Worry

5.3K 222 32
                                        

(LAO)

I got out of the bathroom to see Chong already lying down on the bed. I stared at him and put my hands on my hips. "You have your own room," I reminded him in case he is forgetting that fact.

When Dayu married Qing, they decided to convert the entertainment room in the Pavilion to another bedroom so Chong will have somewhere he can sleep in.

Fuck good it did because Chong never slept on that room yet, instead he is spending his nights in my room.

In my bed.

His room is nearer to the Royal Couple's bedroom. Chong is their bodyguard. But instead of sleeping on his room, he is choosing to be here with me.

Which made no sense because until now, Chong and I are still in the agreement of not having sex with each other.

If we are teenagers, I'd say we are still in the second base. Heavy making out, naked from waist up. Heavy necking, if people are still using that term. What? But that's it. We haven't even seen each other fully naked yet.

It's not that we have no progress at all. I don't find it strange now to have Chong on top of me or me on top of him when we make out. And us rubbing our arousal together, fully clothed of course, is kinda hot. But we both agreed, that was enough for us.

We are taking the long road. I don't really know. I am still not sure where this thing between us will go to. And it's giving me unsettling feelings.

Lately, Chong is pissing me off. You think Dayu giving Chong some deathly stares is bad, I once thought of strangling Chong in his sleep because I am pissed at him.

And the worst part is, I am not sure why I am pissed at him. Or at myself. Why am I being restless? Why do I feel like ants are crawling all over my body that it's making me shudder? Like I am not comfortable in my own skin.

I hate the feeling.

I am pissed at Chong when I am seeing him. But you should see me when Chong and I are not together. When I have to be with Qing in an event and Dayu had to be somewhere else and Chong had to follow Dayu.

My hands always itches to call Chong just to hear his voice.

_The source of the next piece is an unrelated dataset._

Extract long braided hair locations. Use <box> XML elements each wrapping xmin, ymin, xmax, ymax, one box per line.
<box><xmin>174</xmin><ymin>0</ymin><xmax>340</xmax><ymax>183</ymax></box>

I don't understand myself anymore.

I hate this feeling.

And because I am feeling unsettled, I dump all this pissed off feeling to Chong. It's unfair, I know, but what can I do? He is the easier target. I cannot be pissed off at myself. I already think I am going crazy.

"For once, sleep in your room." I said as I put a shirt over my head. Together with my sleep short, those consist my every night sleepwear. I am comfortable sleeping with a worn shirt on me.

Chong...oh Chong sleeps with sweat pants on. Only a sweatpants. Nothing else. No underwears.

I can see the outline of his dick inside the grey sweatpants he is wearing.

And we will not elaborate that thought.

I close my eyes. Asking myself. Why am I suddenly obssessing with Chong, Chong's body and his dick lately? What is wrong with me?

"I hate that room," Chong replied as I slip under the cover of my bed on the left side.

"Why? I think it's wonderfully decorated," fuck, am I an interior decorator now? What do I know about color schemes and wallpapers?